On 2020/1/9 21:33, Jeff Layton wrote:
On Thu, 2020-01-09 at 21:16 +0800, Xiubo Li wrote:
On 2020/1/9 19:20, Jeff Layton wrote:
On Thu, 2020-01-09 at 10:05 +0800, Xiubo Li wrote:
On 2020/1/6 23:35, Jeff Layton wrote:
Currently, we just assume that it will stick around by virtue of the
submitter's reference, but later patches will allow the syscall to
return early and we can't rely on that reference at that point.
Take an extra reference to the inode when setting r_parent and release
it when releasing the request.
Signed-off-by: Jeff Layton <jlayton@xxxxxxxxxx>
---
fs/ceph/mds_client.c | 8 ++++++--
1 file changed, 6 insertions(+), 2 deletions(-)
diff --git a/fs/ceph/mds_client.c b/fs/ceph/mds_client.c
index 94cce2ab92c4..b7122f682678 100644
--- a/fs/ceph/mds_client.c
+++ b/fs/ceph/mds_client.c
@@ -708,8 +708,10 @@ void ceph_mdsc_release_request(struct kref *kref)
/* avoid calling iput_final() in mds dispatch threads */
ceph_async_iput(req->r_inode);
}
- if (req->r_parent)
+ if (req->r_parent) {
ceph_put_cap_refs(ceph_inode(req->r_parent), CEPH_CAP_PIN);
+ ceph_async_iput(req->r_parent);
+ }
ceph_async_iput(req->r_target_inode);
if (req->r_dentry)
dput(req->r_dentry);
@@ -2706,8 +2708,10 @@ int ceph_mdsc_submit_request(struct ceph_mds_client *mdsc, struct inode *dir,
/* take CAP_PIN refs for r_inode, r_parent, r_old_dentry */
if (req->r_inode)
ceph_get_cap_refs(ceph_inode(req->r_inode), CEPH_CAP_PIN);
- if (req->r_parent)
+ if (req->r_parent) {
ceph_get_cap_refs(ceph_inode(req->r_parent), CEPH_CAP_PIN);
+ ihold(req->r_parent);
+ }
This might also fix another issue when the mdsc request is timedout and
returns to the vfs, then the r_parent maybe released in vfs.

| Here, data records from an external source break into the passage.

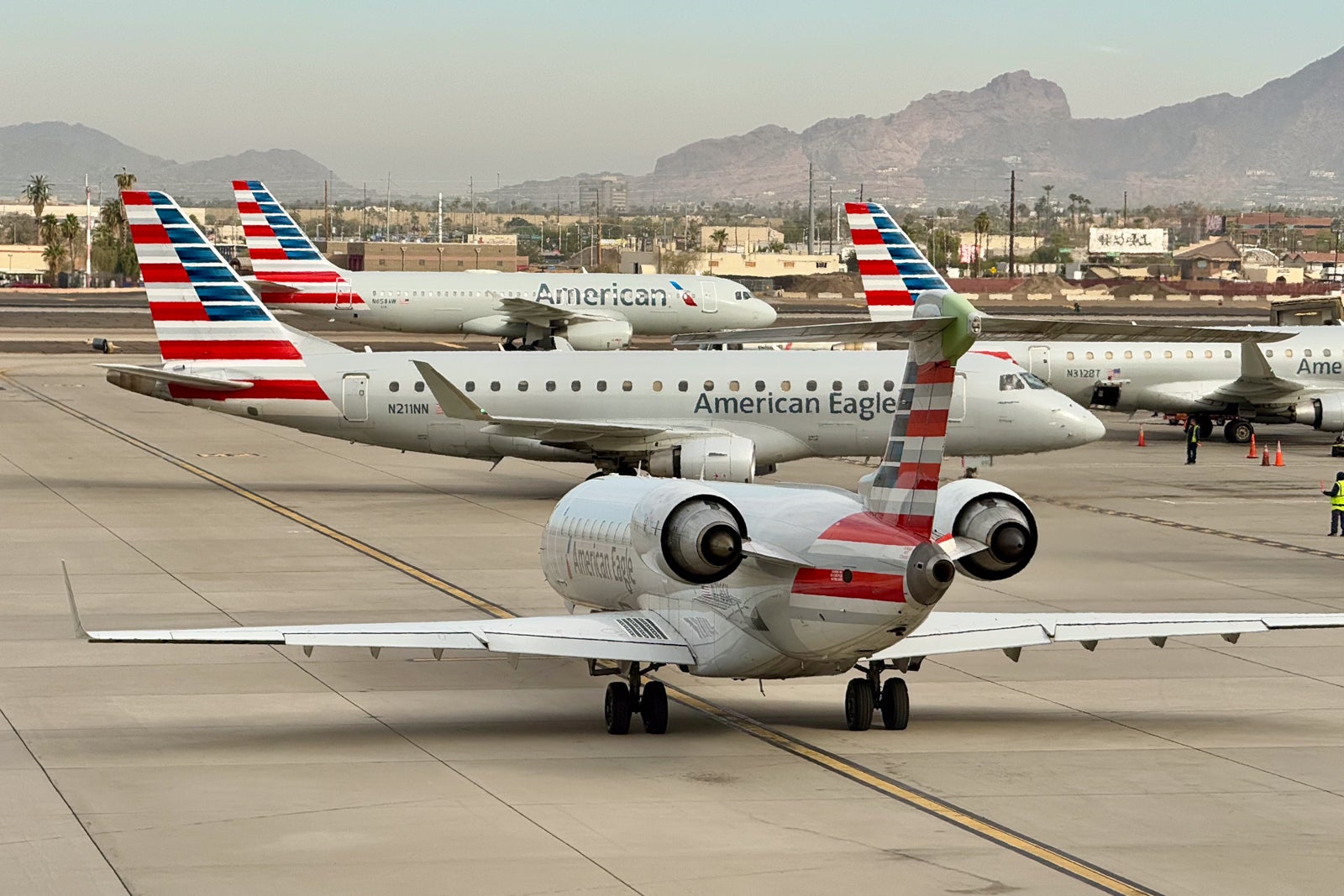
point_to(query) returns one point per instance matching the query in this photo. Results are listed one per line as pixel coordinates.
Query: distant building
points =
(605, 195)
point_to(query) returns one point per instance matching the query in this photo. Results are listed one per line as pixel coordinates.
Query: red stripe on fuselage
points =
(228, 349)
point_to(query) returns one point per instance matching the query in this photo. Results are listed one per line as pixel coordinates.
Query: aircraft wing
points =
(1257, 383)
(456, 403)
(1011, 631)
(528, 311)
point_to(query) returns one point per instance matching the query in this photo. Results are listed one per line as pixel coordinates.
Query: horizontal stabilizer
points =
(212, 383)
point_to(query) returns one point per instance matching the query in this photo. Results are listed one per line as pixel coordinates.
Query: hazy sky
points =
(437, 92)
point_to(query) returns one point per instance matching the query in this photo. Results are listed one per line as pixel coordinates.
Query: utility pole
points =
(812, 215)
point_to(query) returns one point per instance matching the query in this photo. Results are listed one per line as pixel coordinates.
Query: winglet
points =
(452, 401)
(74, 610)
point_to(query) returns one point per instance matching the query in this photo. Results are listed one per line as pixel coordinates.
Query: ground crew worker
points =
(1336, 495)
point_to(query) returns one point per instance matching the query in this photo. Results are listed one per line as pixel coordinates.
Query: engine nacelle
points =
(689, 535)
(716, 458)
(598, 336)
(1321, 412)
(994, 515)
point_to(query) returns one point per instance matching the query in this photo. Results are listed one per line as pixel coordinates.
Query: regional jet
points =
(591, 312)
(741, 580)
(712, 416)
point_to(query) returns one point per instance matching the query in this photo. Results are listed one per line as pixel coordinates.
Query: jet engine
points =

And then if
we reference it again in mdsc handle_reply() -->
ceph_mdsc_release_request(), some unknown issues may happen later ??

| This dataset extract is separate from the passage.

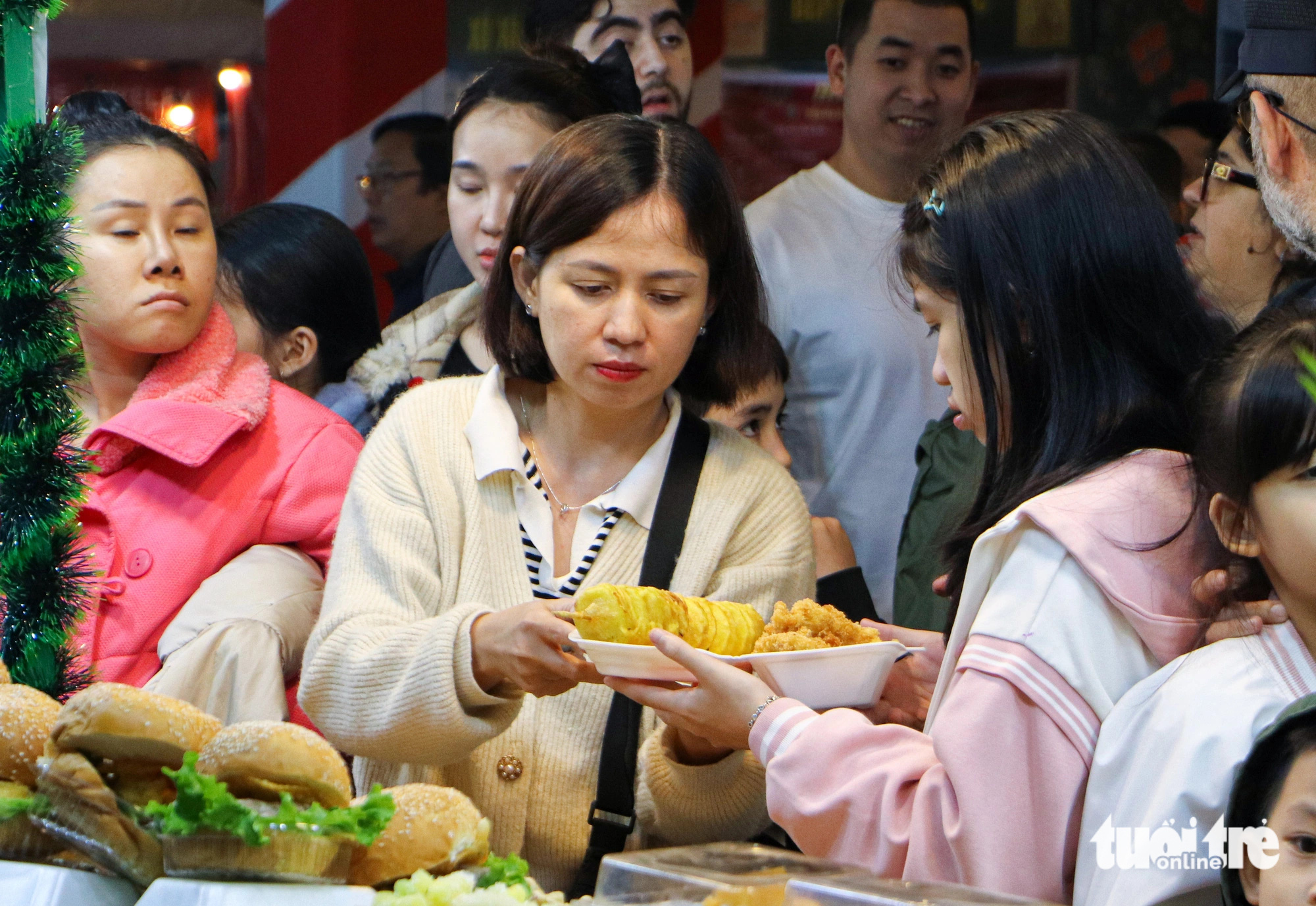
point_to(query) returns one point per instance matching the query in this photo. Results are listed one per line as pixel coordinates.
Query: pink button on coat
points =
(210, 459)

AIUI, when a timeout occurs, the req is unhashed such that handle_reply
can't find it. So, I doubt this affects that one way or another.
If my understanding is correct, such as for rmdir(), the logic will be :
req = ceph_mdsc_create_request() // ref == 1
ceph_mdsc_do_request(req) -->
ceph_mdsc_submit_request(req) -->
__register_request(req) // ref == 2
ceph_mdsc_wait_request(req) // If timedout
ceph_mdsc_put_request(req) // ref == 1
Then in handled_reply(), only when we get a safe reply it will call
__unregister_request(req), then the ref could be 0.
Though it will ihold()/ceph_async_iput() the req->r_unsafe_dir(=
req->r_parent) , but the _iput() will be called just before we reference
the req->r_parent in the _relase_request(). And the _iput() here may
call the iput_final().
I take it back, I think you're right. This likely would fix that issue
up. I'll plan to add a note about that to the changelog before I merge
it. Should we mark this for stable in light of that?
Yeah, right :-)